Is My Child a Good Candidate for Braces? Talk to Family Dentists About Tooth Straightening Options
One of the most important hygiene routines to establish at a young age is proper tooth cleaning and care: finding a family dentist is essential for families with young children and also for adults of any age. Taking the time to properly care for teeth can help prevent cavities and the need for cosmetic dentistry; of course, even children with a perfect record of tooth care may eventually need to get braces.
Before going to get braces, children should understand that if they do not take excellent care of their teeth while the braces are on, they could cause damage to their teeth. Dental services for misaligned teeth can help teens gain confidence, and there some options in addition to traditional metal braces.
Newer teeth straightening technology relies upon “aligners,” which are similar to traditional clear plastic retainers. Slowly, teeth are realigned through a progression of clear aligners, and every two weeks patients begin to wear a new aligner. Talking to a family dentist is important to determine if children, teens, or adults could benefit from this method of tooth realignment.
What dental patients may not realize is that even small gaps between teeth could increase their risk of gum disease, and that inflamed gums could either be a signal that teeth are too close together or spaced too far apart. Either way, consulting with a family dentist about gum health and other general dentistry issues in advance of getting metal braces or plastic tooth alignment is recommended.
Children may do better with alternatives to traditional metal braces: although most older teens are ready to take care of their braces themselves, younger children may not realize that they need to brush more frequently and with much more care. Food can easily get stuck in metal braces, and children may not understand that as food sits on their teeth, it can rot, causing significant damage over time. Parents do not want their children to spend years wearing metal braces on their teeth, only to remove them and realize that their children are candidates for cosmetic dentistry due to poor tooth care.
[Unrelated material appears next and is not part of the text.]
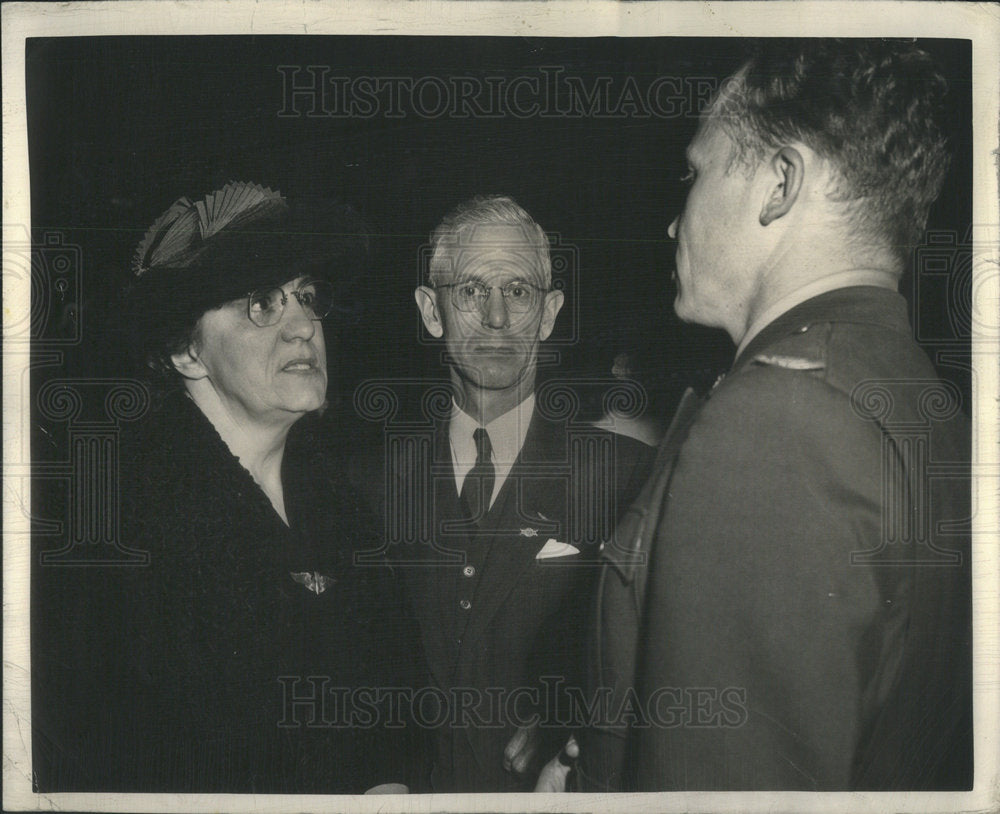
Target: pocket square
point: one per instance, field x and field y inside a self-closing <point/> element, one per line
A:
<point x="553" y="548"/>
Adults consistently report that they think having an attractive smile can help them, both socially and at work. About nine out of every 10 women who responded to a recent survey indicated that they did not like the look of their smile in their wedding photos and that they wanted to make their teeth brighter and straighter. Americans spend more than $1 billion every year on products designed to whiten their teeth, but may find that their family dentist would like them to come in for a professional tooth cleaning session before they begin the whitening process.
Does a white smile really make a difference at work? Having the confidence that comes from an attractive smile can allow people to be more productive and creative at work. About 20% of all American adults report that they try to hide their smiles when they are asked to be in a photograph, and while employers may not specifically be looking for workers with perfect teeth, they may notice a difference in job seekers who are friendly and willing to smile during interviews.
A family dentist should be able to talk to parents about what is best for their children’s tooth straightening and cleaning needs. Sometimes, in advance of braces or newer clear “aligners,” children need to have cavities repaired or damaged teeth removed. Being prepared to take proper care of their teeth can help parents rest assured that they are making a positive investment in their children’s health, and perhaps even giving them the tools they need to be successful in their relationships and at work in the future.